BAB 3 PERTEMUAN

Bara sampai di sebuah gang kumuh di daerah pinggiran, disana sudah ada beberapa teman Bara dari sekolah lain, dan juga beberapa orang lainnya yang berada di posisi berlawanan.

Sebenarnya Bara sendiri tak memiliki teman dekat dikota ini. Karena tindakan nakal nya sejak menginjak usia remaja. Sang ayah marah dan menghukum Bara untuk tinggal di kampung halaman bersama nenek nya.

Dia bersekolah di salah satu SMA milik ayahnya. Jadi di sekolah ini sebenarnya Bara adalah murid baru. Dengan tindakannya yang kerap absen. Wajar jika dia tak memiliki teman selain dari mereka yang satu tongkrongan.

Bara yang diabaikan pun memilih tak perduli, dan semakin memberontak setiap harinya. Seperti sekarang ini, dia hendak melakukan tawuran bersama teman-temannya.

"Heh, jadi ini yang ingin menantang ku," kata Bara sinis.

"Kenapa? takut. Tenang kita tak akan sampai membunuhmu. Pastinya babak belur sedikit tak masalah kan," ejek Gema pemimpin rombongan itu.

"Banyak omong," bentak Bara.

Tanpa menunggu balasan, dia langsung bergerak menyerang mereka, dan tentunya itu bukan pukulan ringan.

Pada akhirnya dua kubu saling menyerang habis habisan. Tanpa ada yang berniat mengalah sedikitpun.

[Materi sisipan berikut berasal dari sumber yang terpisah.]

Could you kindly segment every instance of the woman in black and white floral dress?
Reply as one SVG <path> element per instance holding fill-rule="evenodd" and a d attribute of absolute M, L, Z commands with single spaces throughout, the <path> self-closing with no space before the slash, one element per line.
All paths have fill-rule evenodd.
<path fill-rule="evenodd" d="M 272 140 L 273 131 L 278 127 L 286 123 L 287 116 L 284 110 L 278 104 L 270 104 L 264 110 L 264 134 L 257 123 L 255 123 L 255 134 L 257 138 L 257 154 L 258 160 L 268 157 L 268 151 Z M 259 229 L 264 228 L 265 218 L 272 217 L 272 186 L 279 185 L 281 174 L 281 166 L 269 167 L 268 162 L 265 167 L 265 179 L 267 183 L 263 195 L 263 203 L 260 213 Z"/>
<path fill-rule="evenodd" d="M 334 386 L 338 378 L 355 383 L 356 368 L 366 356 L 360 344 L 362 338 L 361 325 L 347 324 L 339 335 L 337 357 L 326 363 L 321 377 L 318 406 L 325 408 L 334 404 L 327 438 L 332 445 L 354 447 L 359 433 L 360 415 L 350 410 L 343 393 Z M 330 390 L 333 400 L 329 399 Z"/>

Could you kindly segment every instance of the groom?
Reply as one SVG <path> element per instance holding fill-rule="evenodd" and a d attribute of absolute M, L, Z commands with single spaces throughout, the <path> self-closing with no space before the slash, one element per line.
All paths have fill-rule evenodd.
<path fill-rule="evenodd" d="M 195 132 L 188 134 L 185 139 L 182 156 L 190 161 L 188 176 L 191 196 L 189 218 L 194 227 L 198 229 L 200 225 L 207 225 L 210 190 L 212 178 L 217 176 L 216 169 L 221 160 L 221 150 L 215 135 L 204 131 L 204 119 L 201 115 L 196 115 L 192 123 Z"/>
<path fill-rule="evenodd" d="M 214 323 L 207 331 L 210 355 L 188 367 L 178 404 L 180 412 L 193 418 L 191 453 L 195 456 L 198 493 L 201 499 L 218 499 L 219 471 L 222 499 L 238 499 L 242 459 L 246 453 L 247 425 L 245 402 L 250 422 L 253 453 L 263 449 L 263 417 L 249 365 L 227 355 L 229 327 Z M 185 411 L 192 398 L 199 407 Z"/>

Namun, jika dilihat lebih dekat, lebih seperti pemukulan sepihak dari kelompok Bara. Meski lawannya lebih banyak, Bara sendiri cukup melawan 3 orang sekaligus.

Bara menyerang dengan cukup ganas, sepertinya dia sedang dalam suasana hati yang buruk.

Benar saja baru sebentar mengenal Fioni efeknya sudah sebesar ini. Bara cukup kesal memikirkan apa yang telah dikatakan fans buruknya itu pada Fioni.

Dengan mata kesal Bara melayangkan satu tendangan. Dan seketika lawannya terpental menabrak tembok.

Yang lain melihatnya dengan mata ngeri. Mereka yang ketakutan menghentikan aktivitas saling pukul dan bergerak untuk pergi dari tempat itu.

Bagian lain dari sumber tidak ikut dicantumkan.